Top Vendors 95% CI: (30.74, 31.61), Mean: 31.17
Low Vendors 95% CI: (40.48, 42.62), Mean: 41.55

The confidence interval for low-performing vendors (40.48% to 42.62%) is significantly higher than that of top-performing vendors (30.74% to 31.61%).
This suggests that vendors with lower sales tend to maintain higher profit margins, potentially due to premium pricing or lower operational costs.
For High-Performing Vendors: If they aim to improve profitability, they could explore selective price adjustments, cost optimization, or bundling strategies.
For Low-Performing Vendors: Despite higher margins, their low sales volume might indicate a need for better marketing, competitive pricing, or improved distribution strategies.

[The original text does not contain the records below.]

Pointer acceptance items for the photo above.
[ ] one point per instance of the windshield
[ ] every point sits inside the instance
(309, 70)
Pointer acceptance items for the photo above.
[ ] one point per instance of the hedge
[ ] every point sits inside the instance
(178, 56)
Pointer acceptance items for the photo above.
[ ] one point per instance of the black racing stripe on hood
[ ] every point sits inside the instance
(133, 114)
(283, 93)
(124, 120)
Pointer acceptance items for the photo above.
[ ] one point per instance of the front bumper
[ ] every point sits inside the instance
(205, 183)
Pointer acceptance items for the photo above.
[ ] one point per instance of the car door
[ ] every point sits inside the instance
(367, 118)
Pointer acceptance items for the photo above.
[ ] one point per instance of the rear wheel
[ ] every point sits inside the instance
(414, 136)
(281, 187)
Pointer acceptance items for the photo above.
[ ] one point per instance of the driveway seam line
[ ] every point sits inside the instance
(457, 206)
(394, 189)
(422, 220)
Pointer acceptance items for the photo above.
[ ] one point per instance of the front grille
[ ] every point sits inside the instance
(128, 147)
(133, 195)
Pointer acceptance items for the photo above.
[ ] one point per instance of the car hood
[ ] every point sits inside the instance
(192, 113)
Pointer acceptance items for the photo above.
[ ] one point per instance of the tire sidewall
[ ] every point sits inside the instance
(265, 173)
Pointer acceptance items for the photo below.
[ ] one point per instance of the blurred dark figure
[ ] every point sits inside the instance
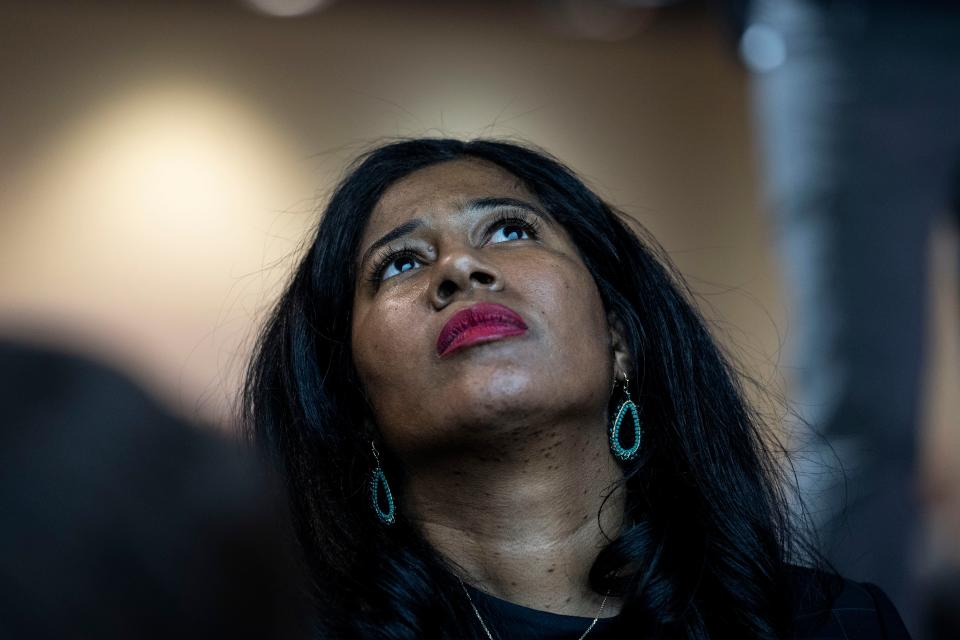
(858, 108)
(118, 521)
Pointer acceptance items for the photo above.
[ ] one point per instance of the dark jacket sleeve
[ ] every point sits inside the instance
(829, 607)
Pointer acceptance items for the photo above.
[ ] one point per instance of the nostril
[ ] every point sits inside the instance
(447, 289)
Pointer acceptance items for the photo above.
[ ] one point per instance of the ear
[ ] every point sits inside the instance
(622, 360)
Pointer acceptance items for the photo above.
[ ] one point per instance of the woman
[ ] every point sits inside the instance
(498, 415)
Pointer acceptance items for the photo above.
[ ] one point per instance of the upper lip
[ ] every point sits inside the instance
(480, 313)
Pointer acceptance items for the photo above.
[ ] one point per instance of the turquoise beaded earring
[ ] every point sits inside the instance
(627, 411)
(378, 482)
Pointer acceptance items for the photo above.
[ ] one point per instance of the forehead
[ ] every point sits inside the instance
(441, 189)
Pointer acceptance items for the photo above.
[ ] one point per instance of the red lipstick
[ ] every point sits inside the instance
(483, 322)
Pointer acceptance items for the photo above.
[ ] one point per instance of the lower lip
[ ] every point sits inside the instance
(482, 333)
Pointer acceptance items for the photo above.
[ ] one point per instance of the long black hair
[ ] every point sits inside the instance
(707, 549)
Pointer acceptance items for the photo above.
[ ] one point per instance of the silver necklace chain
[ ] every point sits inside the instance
(490, 635)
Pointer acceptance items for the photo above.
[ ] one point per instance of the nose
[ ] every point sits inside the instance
(459, 274)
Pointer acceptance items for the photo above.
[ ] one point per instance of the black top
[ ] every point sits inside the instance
(860, 611)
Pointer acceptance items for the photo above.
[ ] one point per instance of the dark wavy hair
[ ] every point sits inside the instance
(706, 548)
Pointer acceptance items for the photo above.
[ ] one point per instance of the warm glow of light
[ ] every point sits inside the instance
(150, 224)
(287, 8)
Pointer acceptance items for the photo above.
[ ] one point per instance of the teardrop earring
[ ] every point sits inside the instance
(377, 482)
(629, 411)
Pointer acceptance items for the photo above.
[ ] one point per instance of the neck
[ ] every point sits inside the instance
(522, 524)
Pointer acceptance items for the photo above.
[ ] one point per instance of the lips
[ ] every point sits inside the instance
(483, 322)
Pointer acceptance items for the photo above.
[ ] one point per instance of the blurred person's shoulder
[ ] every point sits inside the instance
(830, 606)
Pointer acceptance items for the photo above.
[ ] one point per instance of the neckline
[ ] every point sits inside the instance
(513, 613)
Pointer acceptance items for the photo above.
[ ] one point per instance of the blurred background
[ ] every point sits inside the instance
(161, 162)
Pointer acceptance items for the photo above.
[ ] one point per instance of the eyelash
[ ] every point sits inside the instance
(503, 218)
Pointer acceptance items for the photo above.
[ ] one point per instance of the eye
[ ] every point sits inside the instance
(512, 229)
(397, 264)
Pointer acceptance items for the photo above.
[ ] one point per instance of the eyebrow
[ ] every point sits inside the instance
(477, 204)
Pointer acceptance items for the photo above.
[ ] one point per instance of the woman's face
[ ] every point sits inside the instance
(440, 241)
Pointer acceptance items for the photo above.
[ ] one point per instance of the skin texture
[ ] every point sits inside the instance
(504, 443)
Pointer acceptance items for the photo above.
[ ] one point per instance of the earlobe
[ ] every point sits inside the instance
(622, 362)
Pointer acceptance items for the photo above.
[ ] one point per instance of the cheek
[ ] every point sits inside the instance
(385, 347)
(578, 348)
(573, 310)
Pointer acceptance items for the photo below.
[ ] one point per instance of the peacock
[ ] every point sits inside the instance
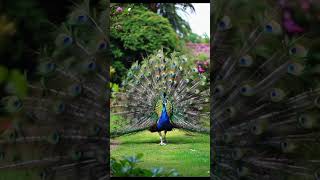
(163, 93)
(59, 130)
(265, 90)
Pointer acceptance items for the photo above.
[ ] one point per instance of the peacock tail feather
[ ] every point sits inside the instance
(187, 94)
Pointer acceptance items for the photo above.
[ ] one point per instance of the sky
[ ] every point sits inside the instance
(200, 20)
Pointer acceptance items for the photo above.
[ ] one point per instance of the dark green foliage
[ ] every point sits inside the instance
(139, 32)
(170, 11)
(121, 71)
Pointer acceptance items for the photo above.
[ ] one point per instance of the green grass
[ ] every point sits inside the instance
(188, 153)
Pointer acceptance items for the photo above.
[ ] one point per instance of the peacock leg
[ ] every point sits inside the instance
(164, 137)
(161, 142)
(161, 139)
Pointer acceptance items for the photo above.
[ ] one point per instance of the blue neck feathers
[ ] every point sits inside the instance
(164, 121)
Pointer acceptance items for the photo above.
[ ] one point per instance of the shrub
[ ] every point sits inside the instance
(128, 167)
(142, 30)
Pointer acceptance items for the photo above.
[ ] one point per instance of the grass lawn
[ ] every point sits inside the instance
(188, 153)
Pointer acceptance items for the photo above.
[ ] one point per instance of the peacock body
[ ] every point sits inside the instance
(162, 93)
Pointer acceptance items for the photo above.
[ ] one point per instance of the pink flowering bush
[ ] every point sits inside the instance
(119, 9)
(198, 48)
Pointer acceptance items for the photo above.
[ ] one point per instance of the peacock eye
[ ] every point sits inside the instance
(61, 107)
(50, 66)
(246, 90)
(76, 90)
(102, 45)
(298, 51)
(222, 24)
(243, 89)
(92, 66)
(268, 28)
(245, 61)
(291, 68)
(67, 40)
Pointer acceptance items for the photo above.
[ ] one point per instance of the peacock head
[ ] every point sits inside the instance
(163, 97)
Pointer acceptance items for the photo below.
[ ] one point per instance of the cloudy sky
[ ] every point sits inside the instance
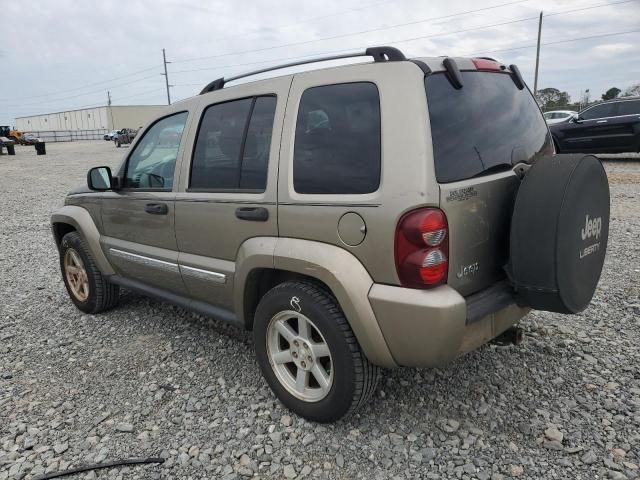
(66, 54)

5.0.2 Is there a significant difference in profit margins between top-performing and low-performing vendors?

Hypothesis:

H₀ (Null Hypothesis): There is no significant difference in the mean profit margins of top-performing and low-performing vendors.

H₁ (Alternative Hypothesis): The mean profit margins of top-performing and low-performing vendors are significantly different.

Code

top_threshold = df["TotalSalesDollars"].quantile(0.75)
low_threshold = df["TotalSalesDollars"].quantile(0.25)

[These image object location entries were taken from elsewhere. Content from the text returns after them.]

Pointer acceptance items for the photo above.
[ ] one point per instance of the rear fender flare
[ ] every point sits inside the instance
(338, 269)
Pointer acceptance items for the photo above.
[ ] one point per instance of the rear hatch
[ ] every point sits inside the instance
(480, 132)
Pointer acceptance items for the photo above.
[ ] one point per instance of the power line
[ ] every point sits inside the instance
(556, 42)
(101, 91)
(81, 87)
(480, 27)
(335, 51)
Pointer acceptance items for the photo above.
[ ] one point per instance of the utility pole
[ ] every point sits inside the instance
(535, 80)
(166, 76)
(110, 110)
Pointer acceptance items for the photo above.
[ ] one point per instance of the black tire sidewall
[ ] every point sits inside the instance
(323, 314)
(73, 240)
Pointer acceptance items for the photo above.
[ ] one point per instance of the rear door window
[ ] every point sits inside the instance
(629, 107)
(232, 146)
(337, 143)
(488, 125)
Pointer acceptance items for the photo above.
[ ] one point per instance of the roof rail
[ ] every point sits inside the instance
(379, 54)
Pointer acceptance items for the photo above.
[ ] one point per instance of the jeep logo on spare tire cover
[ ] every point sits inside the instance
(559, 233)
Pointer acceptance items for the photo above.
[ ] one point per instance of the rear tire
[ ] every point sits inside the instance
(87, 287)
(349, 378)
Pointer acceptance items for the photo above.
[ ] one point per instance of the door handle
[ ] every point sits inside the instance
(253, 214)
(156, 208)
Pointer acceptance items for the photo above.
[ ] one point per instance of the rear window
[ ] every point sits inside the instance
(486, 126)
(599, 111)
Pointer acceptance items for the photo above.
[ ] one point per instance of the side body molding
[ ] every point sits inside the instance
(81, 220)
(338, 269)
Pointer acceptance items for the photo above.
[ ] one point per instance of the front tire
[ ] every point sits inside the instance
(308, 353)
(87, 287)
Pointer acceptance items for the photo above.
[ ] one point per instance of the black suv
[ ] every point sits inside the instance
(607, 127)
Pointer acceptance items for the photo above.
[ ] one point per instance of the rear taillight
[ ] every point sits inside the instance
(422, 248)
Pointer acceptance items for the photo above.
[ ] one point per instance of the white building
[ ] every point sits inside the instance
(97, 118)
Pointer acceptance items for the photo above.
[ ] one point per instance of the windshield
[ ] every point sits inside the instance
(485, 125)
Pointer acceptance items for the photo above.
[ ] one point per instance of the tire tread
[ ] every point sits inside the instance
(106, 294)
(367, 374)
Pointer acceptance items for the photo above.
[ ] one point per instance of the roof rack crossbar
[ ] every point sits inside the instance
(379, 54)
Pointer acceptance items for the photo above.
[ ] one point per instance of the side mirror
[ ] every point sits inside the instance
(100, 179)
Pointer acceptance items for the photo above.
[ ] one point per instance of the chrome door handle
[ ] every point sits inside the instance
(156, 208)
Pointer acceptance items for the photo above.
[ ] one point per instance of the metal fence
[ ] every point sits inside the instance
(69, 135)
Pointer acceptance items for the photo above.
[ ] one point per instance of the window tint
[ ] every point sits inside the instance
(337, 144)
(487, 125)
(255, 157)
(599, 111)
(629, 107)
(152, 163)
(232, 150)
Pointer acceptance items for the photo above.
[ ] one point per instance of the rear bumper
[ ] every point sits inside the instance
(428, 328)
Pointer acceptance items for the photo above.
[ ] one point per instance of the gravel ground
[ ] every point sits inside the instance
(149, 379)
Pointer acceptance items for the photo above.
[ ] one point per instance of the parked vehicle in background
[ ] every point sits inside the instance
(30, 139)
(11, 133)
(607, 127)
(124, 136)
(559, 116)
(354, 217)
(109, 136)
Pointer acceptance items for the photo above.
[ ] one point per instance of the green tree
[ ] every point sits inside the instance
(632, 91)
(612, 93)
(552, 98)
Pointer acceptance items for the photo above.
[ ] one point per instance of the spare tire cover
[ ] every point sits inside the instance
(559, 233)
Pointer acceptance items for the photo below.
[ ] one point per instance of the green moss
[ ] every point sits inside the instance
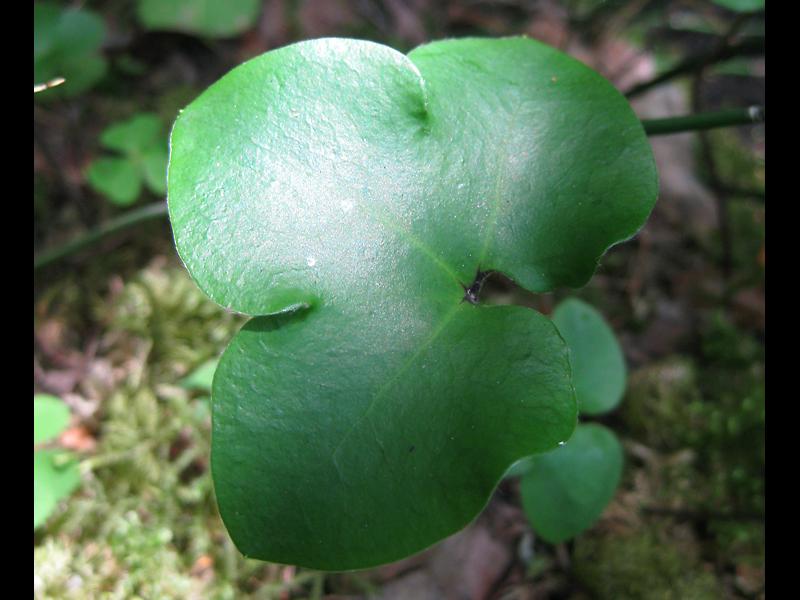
(663, 403)
(641, 566)
(144, 523)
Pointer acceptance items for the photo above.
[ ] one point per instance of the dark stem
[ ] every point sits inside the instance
(701, 121)
(125, 221)
(688, 66)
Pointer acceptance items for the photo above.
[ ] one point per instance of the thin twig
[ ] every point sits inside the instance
(125, 221)
(703, 121)
(749, 47)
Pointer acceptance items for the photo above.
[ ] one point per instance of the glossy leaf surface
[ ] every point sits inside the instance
(565, 491)
(352, 193)
(210, 18)
(598, 365)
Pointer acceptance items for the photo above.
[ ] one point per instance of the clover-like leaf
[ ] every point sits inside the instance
(116, 178)
(353, 199)
(55, 472)
(142, 147)
(50, 417)
(598, 365)
(210, 18)
(565, 491)
(66, 43)
(55, 476)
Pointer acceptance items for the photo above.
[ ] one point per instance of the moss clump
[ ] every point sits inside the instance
(640, 566)
(144, 523)
(663, 403)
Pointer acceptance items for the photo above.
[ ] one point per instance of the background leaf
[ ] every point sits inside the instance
(565, 491)
(116, 178)
(55, 476)
(202, 377)
(138, 134)
(598, 365)
(50, 417)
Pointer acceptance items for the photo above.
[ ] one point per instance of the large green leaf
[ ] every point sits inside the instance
(565, 491)
(55, 476)
(352, 193)
(598, 366)
(66, 43)
(210, 18)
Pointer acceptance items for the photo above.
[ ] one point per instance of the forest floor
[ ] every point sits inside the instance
(120, 329)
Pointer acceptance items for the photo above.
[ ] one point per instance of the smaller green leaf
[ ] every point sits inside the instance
(55, 476)
(116, 178)
(519, 468)
(136, 135)
(154, 165)
(201, 378)
(598, 365)
(566, 490)
(209, 18)
(50, 417)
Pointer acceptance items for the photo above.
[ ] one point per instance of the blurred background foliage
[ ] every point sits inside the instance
(125, 342)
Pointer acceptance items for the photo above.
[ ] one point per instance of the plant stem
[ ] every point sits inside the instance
(749, 47)
(701, 121)
(157, 210)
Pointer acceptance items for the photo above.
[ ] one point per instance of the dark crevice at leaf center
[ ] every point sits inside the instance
(472, 293)
(494, 287)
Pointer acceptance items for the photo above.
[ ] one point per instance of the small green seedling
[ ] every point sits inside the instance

top_vendors = df[df["TotalSalesDollars"] >= top_threshold]["ProfitMargin"].dropna()
low_vendors = df[df["TotalSalesDollars"] <= low_threshold]["ProfitMargin"].dropna()

# Perform Two-Sample T-Test
t_stat, p_value = ttest_ind(top_vendors, low_vendors, equal_var=False)

# Print results
print(f"T-Statistic: {t_stat:.4f}, P-Value: {p_value:.4f}")
if p_value < 0.05:
    print("Reject H₀: There is a significant difference in profit margins between top and low-performing vendors.")
else:
    print("Fail to Reject H₀: No significant difference in profit margins.")

T-Statistic: -17.6440, P-Value: 0.0000
Reject H₀: There is a significant difference in profit margins between top and low-performing vendors.

A p-value this small suggests that the difference is not just statistically significant but also practically meaningful.
The two vendor groups operate very differently in terms of profitability.